In this case, the word Element adds nothing salient at the call site. ...

[3] Compensate for weak type information to clarify a parameter’s role. Especially when a parameter type is NSObject, Any, AnyObject, or a fundamental type such Int or String, type information and context at the point of use may not fully convey intent. ...

func add(_ observer: NSObject, for keyPath: String) // ... vague

To restore clarity, precede each weakly typed parameter with a noun describing its role:

func addObserver(_ observer: NSObject, forKeyPath keyPath: String) // ... clear

Given these guidelines, the following question was asked during review of SE-0023:

Many of the ObjC APIs will come across with prepositions in the external labels, such as:

func insert(_ anObject: AnyObject, atIndex index: Int)

... when we look at the various API options in front of us when designing new APIs, do we use "atIndex", "at", or simply stick with the default "index"? This is where I think the guidelines don't help steer us in any direction.

To which, you replied (with emphasis added by me):

That'll come in as

func insert(_ anObject: AnyObject, at index: Int)

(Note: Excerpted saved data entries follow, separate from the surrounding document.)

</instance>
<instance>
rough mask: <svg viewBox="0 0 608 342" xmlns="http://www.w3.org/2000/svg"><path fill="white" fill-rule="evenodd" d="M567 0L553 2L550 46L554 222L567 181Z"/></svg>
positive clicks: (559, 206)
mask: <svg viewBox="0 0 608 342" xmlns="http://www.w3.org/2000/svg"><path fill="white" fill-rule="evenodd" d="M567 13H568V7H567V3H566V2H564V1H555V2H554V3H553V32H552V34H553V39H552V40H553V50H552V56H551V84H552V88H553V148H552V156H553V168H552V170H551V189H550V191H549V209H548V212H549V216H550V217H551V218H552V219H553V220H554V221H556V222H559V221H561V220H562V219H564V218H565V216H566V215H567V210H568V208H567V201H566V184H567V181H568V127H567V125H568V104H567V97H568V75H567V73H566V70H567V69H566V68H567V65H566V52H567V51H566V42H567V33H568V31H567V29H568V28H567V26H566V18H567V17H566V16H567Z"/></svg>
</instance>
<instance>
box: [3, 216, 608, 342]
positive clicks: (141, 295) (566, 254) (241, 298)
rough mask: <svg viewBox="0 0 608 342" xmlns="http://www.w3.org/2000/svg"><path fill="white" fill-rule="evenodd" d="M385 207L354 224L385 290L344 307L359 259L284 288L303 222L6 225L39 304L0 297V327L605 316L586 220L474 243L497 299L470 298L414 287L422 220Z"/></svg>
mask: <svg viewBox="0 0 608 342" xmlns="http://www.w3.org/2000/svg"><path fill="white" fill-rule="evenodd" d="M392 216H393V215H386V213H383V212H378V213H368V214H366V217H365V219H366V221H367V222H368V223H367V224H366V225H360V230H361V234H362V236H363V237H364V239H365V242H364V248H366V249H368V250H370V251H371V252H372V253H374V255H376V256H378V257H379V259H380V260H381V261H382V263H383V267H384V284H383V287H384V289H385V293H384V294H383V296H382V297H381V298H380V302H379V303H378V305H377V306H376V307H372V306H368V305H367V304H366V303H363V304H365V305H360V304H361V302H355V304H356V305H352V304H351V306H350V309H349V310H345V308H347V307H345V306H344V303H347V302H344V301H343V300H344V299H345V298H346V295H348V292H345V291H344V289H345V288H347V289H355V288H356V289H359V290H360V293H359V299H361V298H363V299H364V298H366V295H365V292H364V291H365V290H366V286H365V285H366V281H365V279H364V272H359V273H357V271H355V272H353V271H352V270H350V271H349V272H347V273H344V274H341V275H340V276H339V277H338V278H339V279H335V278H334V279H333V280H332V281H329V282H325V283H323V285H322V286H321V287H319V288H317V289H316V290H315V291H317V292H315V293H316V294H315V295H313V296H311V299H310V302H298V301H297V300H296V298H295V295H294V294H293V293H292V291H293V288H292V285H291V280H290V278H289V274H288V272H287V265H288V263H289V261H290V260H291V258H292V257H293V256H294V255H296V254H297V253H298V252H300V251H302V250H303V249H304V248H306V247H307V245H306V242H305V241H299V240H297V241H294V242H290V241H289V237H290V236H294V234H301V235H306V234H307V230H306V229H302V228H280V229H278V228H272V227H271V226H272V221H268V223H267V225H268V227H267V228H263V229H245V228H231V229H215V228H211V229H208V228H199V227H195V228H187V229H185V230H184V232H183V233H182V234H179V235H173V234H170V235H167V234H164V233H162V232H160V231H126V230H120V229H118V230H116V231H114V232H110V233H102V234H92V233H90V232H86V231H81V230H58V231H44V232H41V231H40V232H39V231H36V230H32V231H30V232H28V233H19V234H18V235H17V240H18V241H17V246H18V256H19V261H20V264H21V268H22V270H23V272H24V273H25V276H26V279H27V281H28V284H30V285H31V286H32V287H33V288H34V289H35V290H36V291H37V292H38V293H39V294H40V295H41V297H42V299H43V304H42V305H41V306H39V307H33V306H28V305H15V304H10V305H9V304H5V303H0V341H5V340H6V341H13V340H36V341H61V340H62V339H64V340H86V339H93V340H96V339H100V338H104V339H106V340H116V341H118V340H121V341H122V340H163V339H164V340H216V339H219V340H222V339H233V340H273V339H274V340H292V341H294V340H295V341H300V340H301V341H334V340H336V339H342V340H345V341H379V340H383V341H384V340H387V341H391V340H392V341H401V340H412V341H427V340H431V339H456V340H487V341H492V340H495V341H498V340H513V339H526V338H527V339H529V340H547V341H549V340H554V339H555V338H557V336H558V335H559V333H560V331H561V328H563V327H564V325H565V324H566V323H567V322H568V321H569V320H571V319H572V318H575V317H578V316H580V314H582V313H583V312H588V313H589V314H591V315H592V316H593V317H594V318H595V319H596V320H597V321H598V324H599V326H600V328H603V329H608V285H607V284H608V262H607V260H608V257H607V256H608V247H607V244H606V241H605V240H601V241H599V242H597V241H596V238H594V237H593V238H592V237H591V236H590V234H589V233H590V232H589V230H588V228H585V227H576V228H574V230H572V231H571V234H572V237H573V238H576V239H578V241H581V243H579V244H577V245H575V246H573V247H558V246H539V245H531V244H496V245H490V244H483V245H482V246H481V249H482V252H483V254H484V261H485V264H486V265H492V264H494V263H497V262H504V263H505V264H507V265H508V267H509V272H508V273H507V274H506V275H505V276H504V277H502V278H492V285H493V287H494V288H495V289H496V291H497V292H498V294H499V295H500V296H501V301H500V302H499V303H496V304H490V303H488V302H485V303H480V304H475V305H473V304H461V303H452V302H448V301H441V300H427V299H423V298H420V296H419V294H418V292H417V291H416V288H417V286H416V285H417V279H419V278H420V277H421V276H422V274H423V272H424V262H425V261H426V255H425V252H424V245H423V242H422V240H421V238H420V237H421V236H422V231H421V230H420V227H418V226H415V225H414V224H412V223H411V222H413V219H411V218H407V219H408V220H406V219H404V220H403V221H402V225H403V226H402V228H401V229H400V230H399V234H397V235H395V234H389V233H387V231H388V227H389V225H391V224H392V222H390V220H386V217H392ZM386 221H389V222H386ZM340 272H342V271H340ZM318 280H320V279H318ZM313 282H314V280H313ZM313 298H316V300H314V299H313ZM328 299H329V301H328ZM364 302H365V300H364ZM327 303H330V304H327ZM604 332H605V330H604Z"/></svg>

... the intent would be to move you toward what I wrote above. ... we could be more explicit about that. I think the admonition to avoid merely repeating type information is the applicable one here, but it really only works to push you away from "index" in the context of an associated Index type, and NSArray doesn't have one.


So to synthesize:

The rules tell us that, ordinarily, repeating type information is discouraged but weak type parameters such as Int do require clarification.

However, the usage at: is preferred over atIndex: even when the type is Int, with Index regarded as "needless" type information instead of clarification. This is illustrated by explicit examples in SE-0005/6, which interpret the guidelines. Such usage was confirmed by you, a principal guideline author, during review of SE-0023 as the intended interpretation of the guidelines, which was merely not made explicit in the guideline text.

1 Like

The first paragraph above makes sense. I don’t think you need any of the rest of it to support an argument that more semantic information is needed in the label for always-integer offsets, as opposed to indices which often have “stronger” types. In particular, you seemed to be implying that (I had said) “at:” should be reserved for use with indices, which doesn’t sound right to me.